Russia’s economy may be enduring Western sanctions, oil price drops and a shrinking population, but its military seems to get everything it wants. Russia and China’s neighbours are right to be worried, as both powers are eyeing the Arctic and its shrinking ice cap as a new field for economic development and military control. That ought to bother our government and citizens, but there is no sign it does. The Nanisivik Naval Facility on Baffin Island promised by Stephen Harper’s government in 2007 remains incomplete.

Norad needs major, expensive upgrades and Canada has two options: proceed or infuriate Washington. Funding for this will be found only by cutting other defence priorities. With Ottawa’s finances so deep in the red thanks to COVID-19 and heavy spendingon social programs, the possibility of the CAF escaping the budget cutters is slim.

There is a tiny defence lobby in Canada, while those who favour doing less are much more vocal and better connected. In July, an open letter signed by more than 100 politicians, academics, activists and artists urged the federal government not to buy new fighter jets. It argued that the real threat is from climate change and pandemics and that the money should be invested in health care, education, housing, clean water, green infrastructure and Indigenous communities.

Those are important issues, of course, but so is national defence. The CAF must accept its portion of the blame for the crisis facing the military. Since the Second World War, generals and admirals have wanted the CAF to be able to fill all combat roles, even though it is something voters in every party do not want to pay for.

Who wants to serve in inferior equipment, aging ships or second-handaircraft?

Despite this, each general and admiral continues to call for it lesttheir service be sharply cut.
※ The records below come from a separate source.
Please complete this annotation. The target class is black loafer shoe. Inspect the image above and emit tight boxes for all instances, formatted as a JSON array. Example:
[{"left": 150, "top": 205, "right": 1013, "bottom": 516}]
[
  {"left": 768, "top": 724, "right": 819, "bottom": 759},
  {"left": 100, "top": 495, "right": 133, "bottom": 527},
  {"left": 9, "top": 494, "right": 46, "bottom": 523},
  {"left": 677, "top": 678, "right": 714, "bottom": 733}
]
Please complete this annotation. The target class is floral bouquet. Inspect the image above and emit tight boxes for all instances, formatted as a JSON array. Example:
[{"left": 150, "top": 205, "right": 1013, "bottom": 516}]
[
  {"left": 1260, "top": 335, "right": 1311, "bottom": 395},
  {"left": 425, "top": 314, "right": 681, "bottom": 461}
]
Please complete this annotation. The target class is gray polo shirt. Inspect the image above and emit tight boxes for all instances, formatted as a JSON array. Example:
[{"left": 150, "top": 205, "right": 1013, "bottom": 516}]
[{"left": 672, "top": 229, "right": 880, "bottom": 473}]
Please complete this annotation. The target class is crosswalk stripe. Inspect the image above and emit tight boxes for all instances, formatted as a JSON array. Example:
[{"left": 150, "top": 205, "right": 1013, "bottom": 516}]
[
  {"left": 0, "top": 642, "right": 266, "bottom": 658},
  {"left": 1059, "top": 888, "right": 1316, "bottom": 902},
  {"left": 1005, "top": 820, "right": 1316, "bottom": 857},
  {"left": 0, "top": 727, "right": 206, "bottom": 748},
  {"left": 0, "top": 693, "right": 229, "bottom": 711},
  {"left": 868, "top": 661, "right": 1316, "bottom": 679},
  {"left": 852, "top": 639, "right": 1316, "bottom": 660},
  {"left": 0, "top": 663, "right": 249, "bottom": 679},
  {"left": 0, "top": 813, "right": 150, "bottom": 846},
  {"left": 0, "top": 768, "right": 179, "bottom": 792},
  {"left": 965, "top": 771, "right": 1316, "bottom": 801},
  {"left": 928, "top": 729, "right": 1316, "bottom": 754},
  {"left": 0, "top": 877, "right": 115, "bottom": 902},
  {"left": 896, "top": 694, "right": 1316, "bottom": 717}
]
But what admiral with any sense, with the slightest understanding of political reality, would ask the government for new submarines today?

Cabinet ministers, Liberal and Conservative alike, have pretended to go along with all this while knowing that their governments—and the Canadian public—would never provide the funds necessary for state-of-the-art equipment for all three services.

The result, as Nossal stated, is that Canada does not take defence seriously. It’s time for a serious, thorough defence review to find out what kind of military Canada really needs.